卖糖葫芦的老人刚收了钱,满脸堆笑道:“你朝这条街走,到底左转走二炷香,遇着个十字路口再右转,走一炷香,看到老张酒铺再右转,黎府便在那条道上。”
这么远?她昨晚坐花轿时怎的没感觉。
黎相忆暗自估量自己徒步走到黎府的时间,最后索性叫了顶轿子,她待会儿得带惊雷回来,一路走着也古怪,不如坐轿子省事。
临近辰时,道上人流渐多。
骆应逑嘴上说让元夕去跟人,可一等黎相忆出府,他立马坐上一辆平平无奇的小马车,隔着一段不近不远的距离跟着她。
他掀开帘子时,黎相忆正在问路。
一个黎府三小姐竟不知太傅府在哪儿。她真这么蠢?
元夕也觉不对劲,疑惑道:“王爷,你说黎小姐是不是蠢?新婚第二天便迫不及待露出马脚。”
骆应逑放下车帘,冷冷道:“她就是这么蠢,继续跟。”
“是。”元夕抬手敲了敲马车门。
半个时辰后,黎相忆坐的轿子到达黎府。
骆应逑再次撩起了车帘,然而黎相忆的行为跟他预料的不大一样,她没从大门进去,而是绕着墙垣去了后院,在一个狗洞口停住。

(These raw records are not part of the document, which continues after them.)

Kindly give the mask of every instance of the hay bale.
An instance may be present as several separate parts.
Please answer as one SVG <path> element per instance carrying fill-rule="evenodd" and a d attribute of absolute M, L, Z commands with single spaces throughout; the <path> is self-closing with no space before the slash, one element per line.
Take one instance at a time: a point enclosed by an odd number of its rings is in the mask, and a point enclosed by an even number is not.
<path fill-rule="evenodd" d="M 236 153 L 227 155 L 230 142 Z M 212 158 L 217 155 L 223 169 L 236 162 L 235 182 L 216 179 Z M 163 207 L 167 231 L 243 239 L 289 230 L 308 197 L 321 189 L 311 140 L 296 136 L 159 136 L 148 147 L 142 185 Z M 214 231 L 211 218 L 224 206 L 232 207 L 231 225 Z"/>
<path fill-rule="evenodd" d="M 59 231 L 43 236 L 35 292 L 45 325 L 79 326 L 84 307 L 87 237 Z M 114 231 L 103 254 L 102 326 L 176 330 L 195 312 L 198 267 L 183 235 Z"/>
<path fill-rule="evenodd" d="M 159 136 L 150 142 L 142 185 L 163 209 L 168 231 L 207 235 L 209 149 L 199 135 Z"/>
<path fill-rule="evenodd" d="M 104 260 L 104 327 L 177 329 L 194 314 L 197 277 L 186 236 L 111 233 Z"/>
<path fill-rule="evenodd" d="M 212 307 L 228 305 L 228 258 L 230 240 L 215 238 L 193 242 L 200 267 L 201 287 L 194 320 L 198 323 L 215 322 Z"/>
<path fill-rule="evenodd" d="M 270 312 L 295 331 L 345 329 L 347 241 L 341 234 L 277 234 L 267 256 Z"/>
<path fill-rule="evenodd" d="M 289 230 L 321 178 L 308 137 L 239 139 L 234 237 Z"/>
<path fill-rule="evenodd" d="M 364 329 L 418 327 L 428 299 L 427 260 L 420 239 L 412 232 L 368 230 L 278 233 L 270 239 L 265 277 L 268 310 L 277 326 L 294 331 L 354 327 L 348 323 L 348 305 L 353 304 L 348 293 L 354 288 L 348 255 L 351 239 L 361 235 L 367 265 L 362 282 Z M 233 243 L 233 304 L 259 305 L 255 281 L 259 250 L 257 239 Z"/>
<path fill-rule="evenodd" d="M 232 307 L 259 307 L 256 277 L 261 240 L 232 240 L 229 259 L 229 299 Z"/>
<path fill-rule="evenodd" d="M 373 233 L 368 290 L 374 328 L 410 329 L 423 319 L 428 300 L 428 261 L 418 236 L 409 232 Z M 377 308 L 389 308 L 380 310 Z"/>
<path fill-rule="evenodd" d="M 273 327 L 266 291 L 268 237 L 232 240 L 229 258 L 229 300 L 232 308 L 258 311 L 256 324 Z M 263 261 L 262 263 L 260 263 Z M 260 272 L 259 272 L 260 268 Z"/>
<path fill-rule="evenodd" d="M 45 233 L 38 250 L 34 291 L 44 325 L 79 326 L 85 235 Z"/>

“这黎家父女喜欢在狗洞口见面?”元夕歪着脑袋,两条眉毛好似拧在了一起。
“哼。”骆应逑望着不远处的粉色身影默不作声,她此番举动怕是为了掩人耳目。
只见黎相忆提着裙摆蹲在狗洞前,煞有节奏地拍了几下,不一会儿,狗洞口钻出一只灰狼,千真万确的狼,这狼跟五六岁的孩子差不多高,身子很长,一出狗洞便亲昵地往黎相忆身前凑。
“……黎小姐似乎没那么蠢。”沉吟半晌,元夕颇有感慨地开口。
骆应逑:“……”
*
轿子一落,黎相忆兴冲冲地牵着惊雷走上台阶,王府外头无人看守,府门也大开着,但真没什么人敢进。
她刚踏过门槛便撞上了昨晚拎鸡的老人,他正一脸慈祥地看着她,笑眯眯的,“你是村口卖狗的阿花吧?